I had alot of down time at work tonight so I was looking at AMANO's videos on YOUTUBE.

I CAN NOT BELIEVE the hardscapes in many of his tank, they are just so breathtaking. The variety of rocks he uses in his tanks are unbelievable!!!

For the life of me I can believe that Japan is the only place that has these beauties. The USA is SIGNIFICANTLY larger than Japan and we do have mountains and volcanoes and a much diversified geography then they do.

The question / idea I am proposing is to

1 - Have all of us take pictures of "AQUARIUM SAFE" rocks and stones that are inidiginous to your area.

2 - List places that you know of that have different kind of stones, ie; quarries, lanscape stores etc with names of the rocks along with pics.

This may sound like a dumb idea, but like I said we have such a diverse country here and there has to be more than shale, river rocks and round lava chunks.

This is ONE of the videos that got me thinking...
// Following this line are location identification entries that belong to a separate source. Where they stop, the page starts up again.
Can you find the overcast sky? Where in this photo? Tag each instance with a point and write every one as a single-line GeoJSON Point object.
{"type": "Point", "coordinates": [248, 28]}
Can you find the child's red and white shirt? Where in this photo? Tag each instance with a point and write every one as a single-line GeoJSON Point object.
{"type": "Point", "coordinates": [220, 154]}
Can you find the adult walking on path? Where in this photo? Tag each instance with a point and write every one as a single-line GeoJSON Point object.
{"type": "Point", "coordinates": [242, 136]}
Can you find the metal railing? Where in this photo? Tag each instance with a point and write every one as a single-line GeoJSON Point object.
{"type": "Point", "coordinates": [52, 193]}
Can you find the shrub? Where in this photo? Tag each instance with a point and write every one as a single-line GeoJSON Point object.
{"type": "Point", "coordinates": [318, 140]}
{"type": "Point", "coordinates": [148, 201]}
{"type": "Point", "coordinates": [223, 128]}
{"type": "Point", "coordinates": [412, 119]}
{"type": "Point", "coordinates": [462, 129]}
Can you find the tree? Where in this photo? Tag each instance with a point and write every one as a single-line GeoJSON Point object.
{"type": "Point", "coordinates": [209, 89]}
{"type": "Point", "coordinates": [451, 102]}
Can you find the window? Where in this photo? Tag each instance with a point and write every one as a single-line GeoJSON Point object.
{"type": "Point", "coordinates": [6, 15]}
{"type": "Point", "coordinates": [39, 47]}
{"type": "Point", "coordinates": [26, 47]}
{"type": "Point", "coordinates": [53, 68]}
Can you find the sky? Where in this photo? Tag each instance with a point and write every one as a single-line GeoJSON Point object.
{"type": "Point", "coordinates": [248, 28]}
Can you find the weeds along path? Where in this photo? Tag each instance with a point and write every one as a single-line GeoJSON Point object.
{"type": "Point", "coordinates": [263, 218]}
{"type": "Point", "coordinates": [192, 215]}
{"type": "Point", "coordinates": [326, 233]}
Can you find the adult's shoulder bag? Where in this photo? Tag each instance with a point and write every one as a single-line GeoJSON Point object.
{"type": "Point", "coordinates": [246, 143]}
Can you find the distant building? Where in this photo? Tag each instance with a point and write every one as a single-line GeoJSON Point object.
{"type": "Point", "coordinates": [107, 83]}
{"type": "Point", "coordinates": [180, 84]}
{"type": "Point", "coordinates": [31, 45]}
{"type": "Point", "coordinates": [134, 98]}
An aquascape with Unzan stone and Wabi-kusa






Let me know what you guys think?


----------



## Nachos (Jan 6, 2012)

Down in south Louisiana we have no local rocks to pick from which sucks so i can't get ya any pictures. So I guess we have to 'import' our stones and speaking of importing, after watching that video, I need to 'import' some of those Japanese fellas so they can hand me trays of live plants and mist them for me too, haha!


----------



## jdigiorgio (Jan 29, 2004)

I am definately with you on that one. MUST be so nice to just have EVERYTHING at your disposal like that!


----------



## Zapins (Jul 28, 2004)

In CT there are a lot of basalt rocks, and along the coast quite a lot of granite. Those compose the main two types of rock I have seen in CT, though occasionally you can find sandstone, shale and even marble.


----------



## asukawashere (Mar 11, 2009)

The unfortunate thing about the ADA stones is that they have fancy names or are identified by the region they came from - they offer us very few clues as to their composition or what their geological origins may be, thus it's hard to seek out localities with similar minerals.

On the other hand, the rocks in that particular video show some evidence of having been shaped/worked with tools - my guess is they did a little fiddling to make the cavities more uniform & pronounced. Considering the meticulousness of the whole setup process, it would not surprise me if each rock was individually carved to Amano's specifications. If I had to guess, the source rock for that scape is probably some form of basaltic lava rock similar to the stuff you can find on Hawai'i and in the western U.S., wherever there's a history of volcanic activity. Some creative gouging and artificial wear later, and voila...



Nachos said:


> I need to 'import' some of those Japanese fellas so they can hand me trays of live plants and mist them for me too, haha!


I second this. Where's my fishroom staff when I need someone to lay out trays of carefully-arranged little round plant plugs for me to plop into gratuitously large rimless tanks. For that matter, where are my gratuitously large rimless tanks at all?


----------



## jdigiorgio (Jan 29, 2004)

Yes I think it is a type of basaltic lava as well. I did a search for companies that sell them and one will be sending me pics tomorrow of dimensions and type that I am looking for. Heres hoping. Will post the pics once I get them.

Zappins, I love the way the formation looks and would love to emulate that in a tank. the one right above your tank. NICE!!


----------



## Zapins (Jul 28, 2004)

Yes the cliff face in that picture was quite appealing. Particularly because the rocks in that area were lighter colored and rather crumbly compared with the other rocks in the same formation. I added some to my tank in the last picture there. They tend to get darker the longer you have them underwater, but they can be brushed clean with a wire tooth brush.


----------



## lilobee (Mar 28, 2012)

I'm having a hard time finding the right rock for scaping as well.


----------